- Не пускайте его одного в цех! Еще какую-нибудь пакость сделает...
- Плевать мне на ваш цех. Мне только свою одежду взять.
- Татарчук, пойди проводи Куликовского да смотри за ним получше!
Так Куликовский ушел с завода. Уходит он и со страниц повести. Признаться, автор рад, что избавился от него. И читатели едва ли останутся в претензии.
ГЛАВА ДЕВЯТАЯ
Все равно!
1.
Уже четвертый день слушается дело о злоупотреблениях на фабрике "Плюшевая игрушка". Зал наполовину пуст. Даже завсегдатаи суда - публика, падкая на сенсации, - разочарованы. Вместо разоблачения хитроумных многотысячных хищений и красочных описаний кутежей суд кропотливо копается в вопросах технологии. Если бы не строгое официальное обращение "гражданин" и "подсудимый", судебное заседание походило бы на широкое, непомерно затянувшееся производственное совещание. Допрос обвиняемых, а затем свидетелей сводится к подсчету метров, сантиметров, а иногда и миллиметров тканей, к технике покроя заготовок для пошива мишек, котиков, слоников, тигрят, матросиков и танцовщиц. Обвиняемые, все, как один, после каждого вопроса добавляют:
- Все было в порядке: установленный стандарт соблюдался, со стороны контроля претензий не было. Если иногда при раскрое и получались излишки, то они были результатом рационализации...
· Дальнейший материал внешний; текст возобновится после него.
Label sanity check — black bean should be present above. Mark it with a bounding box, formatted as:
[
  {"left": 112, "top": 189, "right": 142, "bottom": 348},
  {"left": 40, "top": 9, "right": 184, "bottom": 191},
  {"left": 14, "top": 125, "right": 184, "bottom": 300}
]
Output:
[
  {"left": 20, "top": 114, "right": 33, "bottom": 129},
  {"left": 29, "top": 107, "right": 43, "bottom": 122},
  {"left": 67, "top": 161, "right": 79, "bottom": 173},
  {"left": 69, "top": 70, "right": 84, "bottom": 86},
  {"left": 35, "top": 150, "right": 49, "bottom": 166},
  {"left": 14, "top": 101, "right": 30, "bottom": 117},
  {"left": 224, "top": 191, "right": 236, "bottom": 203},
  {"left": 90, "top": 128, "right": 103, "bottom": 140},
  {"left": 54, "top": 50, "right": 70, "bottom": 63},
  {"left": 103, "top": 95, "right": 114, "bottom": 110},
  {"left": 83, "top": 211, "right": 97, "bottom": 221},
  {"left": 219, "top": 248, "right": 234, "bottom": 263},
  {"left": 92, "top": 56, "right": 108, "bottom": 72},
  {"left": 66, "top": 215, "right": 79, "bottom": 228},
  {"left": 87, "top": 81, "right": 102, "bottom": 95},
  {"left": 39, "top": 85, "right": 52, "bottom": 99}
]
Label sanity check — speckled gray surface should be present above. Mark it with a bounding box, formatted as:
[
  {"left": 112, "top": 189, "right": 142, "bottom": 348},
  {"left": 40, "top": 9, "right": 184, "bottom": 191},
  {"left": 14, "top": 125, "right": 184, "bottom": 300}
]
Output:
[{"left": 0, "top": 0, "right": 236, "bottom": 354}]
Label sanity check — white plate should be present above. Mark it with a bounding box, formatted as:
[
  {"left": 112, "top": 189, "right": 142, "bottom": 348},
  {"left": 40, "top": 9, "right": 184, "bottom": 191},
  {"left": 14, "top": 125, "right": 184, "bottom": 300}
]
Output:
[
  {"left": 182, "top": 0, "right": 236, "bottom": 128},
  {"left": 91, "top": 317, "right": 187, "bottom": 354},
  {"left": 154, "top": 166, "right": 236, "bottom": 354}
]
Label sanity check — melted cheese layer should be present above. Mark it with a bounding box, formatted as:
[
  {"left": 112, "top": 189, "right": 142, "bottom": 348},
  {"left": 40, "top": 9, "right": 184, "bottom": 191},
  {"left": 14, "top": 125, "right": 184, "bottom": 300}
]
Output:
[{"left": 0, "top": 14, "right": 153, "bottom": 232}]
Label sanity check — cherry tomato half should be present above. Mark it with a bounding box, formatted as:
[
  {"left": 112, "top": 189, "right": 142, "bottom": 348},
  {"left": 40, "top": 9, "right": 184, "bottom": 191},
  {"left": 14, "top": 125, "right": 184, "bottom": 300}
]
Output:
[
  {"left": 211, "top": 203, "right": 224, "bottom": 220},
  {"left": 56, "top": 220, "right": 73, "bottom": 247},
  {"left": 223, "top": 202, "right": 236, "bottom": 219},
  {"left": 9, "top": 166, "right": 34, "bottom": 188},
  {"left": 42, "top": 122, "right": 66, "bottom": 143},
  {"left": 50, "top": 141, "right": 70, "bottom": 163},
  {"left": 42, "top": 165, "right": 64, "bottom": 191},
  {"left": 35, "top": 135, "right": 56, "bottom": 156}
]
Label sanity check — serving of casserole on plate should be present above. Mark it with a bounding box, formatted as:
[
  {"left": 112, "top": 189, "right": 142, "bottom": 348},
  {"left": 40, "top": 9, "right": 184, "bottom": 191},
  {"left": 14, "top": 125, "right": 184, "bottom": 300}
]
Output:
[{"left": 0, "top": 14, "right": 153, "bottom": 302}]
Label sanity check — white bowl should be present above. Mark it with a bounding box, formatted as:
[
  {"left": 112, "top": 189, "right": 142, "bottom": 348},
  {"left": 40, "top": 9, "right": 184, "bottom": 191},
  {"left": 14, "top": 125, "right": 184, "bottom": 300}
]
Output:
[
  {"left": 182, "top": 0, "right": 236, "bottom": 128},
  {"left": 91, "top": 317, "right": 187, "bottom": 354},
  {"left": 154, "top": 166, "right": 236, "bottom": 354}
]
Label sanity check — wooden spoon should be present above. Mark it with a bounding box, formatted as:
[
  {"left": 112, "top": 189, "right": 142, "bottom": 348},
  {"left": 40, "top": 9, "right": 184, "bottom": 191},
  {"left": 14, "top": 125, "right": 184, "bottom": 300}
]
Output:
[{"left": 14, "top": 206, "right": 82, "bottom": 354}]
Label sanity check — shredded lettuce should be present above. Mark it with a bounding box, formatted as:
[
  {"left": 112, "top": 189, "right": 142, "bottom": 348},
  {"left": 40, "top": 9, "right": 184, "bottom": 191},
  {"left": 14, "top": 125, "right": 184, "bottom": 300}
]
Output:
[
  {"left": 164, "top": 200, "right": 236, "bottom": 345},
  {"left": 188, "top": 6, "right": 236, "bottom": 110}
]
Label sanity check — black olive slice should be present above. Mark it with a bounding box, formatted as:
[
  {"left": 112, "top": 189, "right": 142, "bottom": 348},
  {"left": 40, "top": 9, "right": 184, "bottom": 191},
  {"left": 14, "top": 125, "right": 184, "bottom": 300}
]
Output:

И снова шел скучный подсчет сантиметров плюша, бархата, шелка, фланели, бумазеи.
Зал, несмотря на середину дня, освещен тусклыми лампами. По окнам непрерывно катятся капли студеного осеннего дождя. Холодно, сыро, неуютно.
На одной из боковых скамей - Лилиан. Она давно уже перестала следить за ходом показаний. Для нее важно одно: там, впереди, в сиреневатом сумраке зала сидит ее отец - самый близкий для нее человек, отдававший ей весь запас любви и (как до ужаса отчетливо понимает она это теперь!) совершавший преступления ради нее... И, что страннее всего, Лилиан пробует найти, но не находит в своем сердце ответной любви к нему. Жалость - есть, но любви - нет...
Сам Сергей Семенович не понимает ни того, что происходит сейчас в зале, ни того, что должна переживать Лилиан. Когда произносятся красивые слова "рационализация", "нововведения", "инициатива", "экономия", он улыбается. Эта улыбка предназначается для Лилиан и означает, что он еще на что-то надеется и хочет, чтобы вместе с ним надеялась она. Он не может понять, что не в словах дело, а в том, что приговор ему уже вынесен. Проходя через коридор, Лилиан слышала, как одна работница говорила:
- Рационализация, экономия! А на проверку - воровство да мошенничество.
Повернувшись и увидев перед собой Лилиан, работница встретилась с ней глазами и... потупилась. Почему? Ведь она была права. Лилиан догадалась: работница пожалела ее, и она, Лилиан, молча приняла эту жалость. И теперь Лилиан сидит под любопытными взглядами всех, выделяясь из массы работниц модным демисезонным пальто и никому не нужной красотой.
Вечером за ней приходит Доротея Георгиевна и уводит к себе. Какой доброй оказалась эта Доротея Георгиевна, несмотря на всю свою безалаберность! Если бы не она, Лилиан забывала бы есть. Она, как умеет, развлекает Лилиан, рассказывая все услышанное за день (кроме того, что говорится о процессе, а о нем говорится больше всего). Правда, Лилиан почти не слушает ее. Когда же Доротея Георгиевна пристает к ней с вопросами, вроде:
- Ты понимаешь, как это ужасно?
Она отвечает:
- Все равно, тетя! Теперь мне все равно.
Пятый день суда.
Снова дождь и дневные сумерки холодного зала.
Только сегодня судебное заседание уже не походит на производственное совещание. Идут прения сторон.
Выступает государственный обвинитель - немолодой, худощавый и, как вначале кажется Лилиан, добродушный. У него голос уставшего человека, и говорит он очень просто. Теперь ни подсудимые, ни обвинители для него не существуют: он обращается к суду. Речь идет о тех же фактах, цифрах и котиках. Можно подумать, что и дело не серьезное, а игрушечное. В довершение всего на столике прокурора стоит слоник - изящная игрушка из серого бархата.
Покончив с перечислением фактов, прокурор делает небольшую паузу.